溫如許趕緊松開他,緊緊地閉上眼:“睡,困得很,別打擾我。”
葉江克制著沒碰她,他不想讓自己處在隨時隨地都失控的狀態,這樣不光會嚇到她,也會讓他自己鄙夷自己,最主要的是,他不想被她看低。
溫如許睡醒時,飛機已經在緩緩降落。
葉江怕飛機顛簸影響到她,用羊絨毯裹住她身體,將她緊緊地抱在懷里。
在她睜開眼時,葉江輕輕拍了拍她背,溫柔地親了親她額頭,低聲安撫:“別怕,飛機快落地了。”

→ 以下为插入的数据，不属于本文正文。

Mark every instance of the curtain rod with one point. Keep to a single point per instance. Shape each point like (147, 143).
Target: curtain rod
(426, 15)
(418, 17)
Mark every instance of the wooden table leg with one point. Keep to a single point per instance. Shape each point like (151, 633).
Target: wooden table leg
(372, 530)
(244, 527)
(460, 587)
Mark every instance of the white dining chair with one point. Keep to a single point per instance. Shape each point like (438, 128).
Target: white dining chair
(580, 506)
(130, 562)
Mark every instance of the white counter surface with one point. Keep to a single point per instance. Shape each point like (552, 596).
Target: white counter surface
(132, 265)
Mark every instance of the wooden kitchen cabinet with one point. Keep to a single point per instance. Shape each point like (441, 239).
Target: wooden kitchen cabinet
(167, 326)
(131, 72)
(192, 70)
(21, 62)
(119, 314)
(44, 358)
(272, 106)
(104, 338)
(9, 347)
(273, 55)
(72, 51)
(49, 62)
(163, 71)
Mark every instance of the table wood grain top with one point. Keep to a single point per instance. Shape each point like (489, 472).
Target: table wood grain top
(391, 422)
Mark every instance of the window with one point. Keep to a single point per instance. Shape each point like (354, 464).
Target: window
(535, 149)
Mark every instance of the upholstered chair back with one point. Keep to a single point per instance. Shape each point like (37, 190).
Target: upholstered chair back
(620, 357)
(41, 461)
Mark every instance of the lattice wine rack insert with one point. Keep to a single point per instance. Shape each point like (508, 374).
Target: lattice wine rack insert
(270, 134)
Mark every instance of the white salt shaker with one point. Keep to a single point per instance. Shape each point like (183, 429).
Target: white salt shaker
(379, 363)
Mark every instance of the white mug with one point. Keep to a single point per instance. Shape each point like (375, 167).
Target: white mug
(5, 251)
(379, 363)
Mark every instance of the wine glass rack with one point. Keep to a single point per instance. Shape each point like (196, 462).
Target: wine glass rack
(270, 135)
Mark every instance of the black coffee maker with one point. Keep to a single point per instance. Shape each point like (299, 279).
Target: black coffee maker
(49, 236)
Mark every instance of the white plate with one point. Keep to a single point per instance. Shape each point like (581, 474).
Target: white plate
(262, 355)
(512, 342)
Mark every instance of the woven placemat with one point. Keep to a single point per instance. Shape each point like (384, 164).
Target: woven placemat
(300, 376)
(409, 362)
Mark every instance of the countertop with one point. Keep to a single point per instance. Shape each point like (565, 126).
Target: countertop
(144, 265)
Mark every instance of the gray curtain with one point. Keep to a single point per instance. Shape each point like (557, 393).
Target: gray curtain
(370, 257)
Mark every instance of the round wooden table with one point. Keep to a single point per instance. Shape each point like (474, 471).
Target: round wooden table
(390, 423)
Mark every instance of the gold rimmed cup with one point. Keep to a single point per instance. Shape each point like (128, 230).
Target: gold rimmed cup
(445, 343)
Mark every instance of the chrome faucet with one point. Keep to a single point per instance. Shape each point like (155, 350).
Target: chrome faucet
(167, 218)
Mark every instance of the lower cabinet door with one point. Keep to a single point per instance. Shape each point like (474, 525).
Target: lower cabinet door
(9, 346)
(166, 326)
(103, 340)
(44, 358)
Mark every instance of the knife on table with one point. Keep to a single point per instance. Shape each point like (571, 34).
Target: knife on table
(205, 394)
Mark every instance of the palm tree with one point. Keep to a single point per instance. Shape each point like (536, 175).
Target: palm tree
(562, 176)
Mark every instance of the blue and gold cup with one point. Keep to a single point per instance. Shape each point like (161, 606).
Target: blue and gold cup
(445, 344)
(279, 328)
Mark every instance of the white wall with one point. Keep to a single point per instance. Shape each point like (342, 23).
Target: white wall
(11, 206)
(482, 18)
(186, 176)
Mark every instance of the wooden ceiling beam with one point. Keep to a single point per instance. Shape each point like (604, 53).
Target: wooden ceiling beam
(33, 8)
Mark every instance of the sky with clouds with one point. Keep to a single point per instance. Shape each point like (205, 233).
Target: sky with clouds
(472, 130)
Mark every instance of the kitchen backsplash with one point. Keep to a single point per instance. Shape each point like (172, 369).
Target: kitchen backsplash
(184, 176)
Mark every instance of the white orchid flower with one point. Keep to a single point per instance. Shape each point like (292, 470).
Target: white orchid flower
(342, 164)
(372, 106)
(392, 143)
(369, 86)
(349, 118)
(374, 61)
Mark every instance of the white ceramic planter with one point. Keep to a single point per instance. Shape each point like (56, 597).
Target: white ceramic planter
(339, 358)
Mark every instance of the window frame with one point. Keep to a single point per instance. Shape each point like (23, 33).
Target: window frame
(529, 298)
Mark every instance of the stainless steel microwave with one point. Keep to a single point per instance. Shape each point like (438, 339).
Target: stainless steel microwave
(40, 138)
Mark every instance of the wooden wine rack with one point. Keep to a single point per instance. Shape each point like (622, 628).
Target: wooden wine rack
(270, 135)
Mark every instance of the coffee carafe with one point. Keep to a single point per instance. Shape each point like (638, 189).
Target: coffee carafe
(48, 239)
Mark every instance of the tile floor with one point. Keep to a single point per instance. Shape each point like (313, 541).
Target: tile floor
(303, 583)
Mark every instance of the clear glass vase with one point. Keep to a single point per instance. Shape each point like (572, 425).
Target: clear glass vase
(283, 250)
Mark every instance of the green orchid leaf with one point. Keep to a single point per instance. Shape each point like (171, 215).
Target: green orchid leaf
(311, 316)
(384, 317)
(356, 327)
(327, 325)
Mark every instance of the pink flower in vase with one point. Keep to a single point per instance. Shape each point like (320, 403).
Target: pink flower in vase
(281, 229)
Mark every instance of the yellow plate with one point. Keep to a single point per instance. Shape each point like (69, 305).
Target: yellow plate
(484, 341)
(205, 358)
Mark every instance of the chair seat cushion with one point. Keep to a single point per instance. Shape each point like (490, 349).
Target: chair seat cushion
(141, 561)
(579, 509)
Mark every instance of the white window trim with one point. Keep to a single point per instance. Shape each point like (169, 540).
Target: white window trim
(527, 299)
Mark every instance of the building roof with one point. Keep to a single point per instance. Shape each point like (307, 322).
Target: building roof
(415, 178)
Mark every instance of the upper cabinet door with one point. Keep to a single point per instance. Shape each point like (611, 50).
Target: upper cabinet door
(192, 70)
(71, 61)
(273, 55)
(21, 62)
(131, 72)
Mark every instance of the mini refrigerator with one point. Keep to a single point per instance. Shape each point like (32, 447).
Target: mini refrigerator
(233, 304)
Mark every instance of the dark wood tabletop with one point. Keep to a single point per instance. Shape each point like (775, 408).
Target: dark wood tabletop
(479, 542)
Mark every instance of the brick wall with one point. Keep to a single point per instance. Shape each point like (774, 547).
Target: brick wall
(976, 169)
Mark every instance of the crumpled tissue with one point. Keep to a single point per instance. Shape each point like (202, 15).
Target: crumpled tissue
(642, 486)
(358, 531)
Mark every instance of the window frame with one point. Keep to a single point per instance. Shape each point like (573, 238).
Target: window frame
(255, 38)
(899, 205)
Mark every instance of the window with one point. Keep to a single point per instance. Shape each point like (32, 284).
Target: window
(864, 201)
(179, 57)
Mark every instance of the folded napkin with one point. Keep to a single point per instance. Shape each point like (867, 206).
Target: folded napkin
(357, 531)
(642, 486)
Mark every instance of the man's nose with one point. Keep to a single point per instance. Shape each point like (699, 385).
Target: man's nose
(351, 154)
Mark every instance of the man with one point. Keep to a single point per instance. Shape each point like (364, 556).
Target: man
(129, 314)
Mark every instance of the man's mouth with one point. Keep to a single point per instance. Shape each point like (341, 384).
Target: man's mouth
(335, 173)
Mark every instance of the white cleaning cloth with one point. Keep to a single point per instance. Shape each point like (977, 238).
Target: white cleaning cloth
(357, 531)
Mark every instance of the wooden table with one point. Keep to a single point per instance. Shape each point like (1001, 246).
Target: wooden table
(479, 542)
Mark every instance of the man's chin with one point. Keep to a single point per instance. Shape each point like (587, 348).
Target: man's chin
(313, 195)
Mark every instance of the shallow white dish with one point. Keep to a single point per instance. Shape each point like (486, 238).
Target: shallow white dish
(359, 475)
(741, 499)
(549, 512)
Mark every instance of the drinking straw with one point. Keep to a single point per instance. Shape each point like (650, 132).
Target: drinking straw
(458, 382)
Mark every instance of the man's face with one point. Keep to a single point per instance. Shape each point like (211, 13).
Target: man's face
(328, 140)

這一刻溫如許心里涌起一股暖流,整顆心都酥了、軟了,她感受到了從未有過的愛,是一種超越男女情愛的感情,她從葉江身上體會到了從沒體會過的類似于父愛的東西。
“葉江。”她鼻頭一酸,雙手緊緊地抱住他手臂,眸子濕潤地看著他,聲音哽咽道,“你別對我這么好,別這么溫柔,你還是像以前那樣,兇一點,冷一點,就像之前那樣就好。”
“為什么?”葉江瞇了瞇眸,目光沉沉地直視著她的眼,像是要看進她心底深處。
溫如許抿了抿唇,眼睫染著濕意:“我可以承受你的恨,卻承受不起你的愛,我怕輸得一敗涂地。”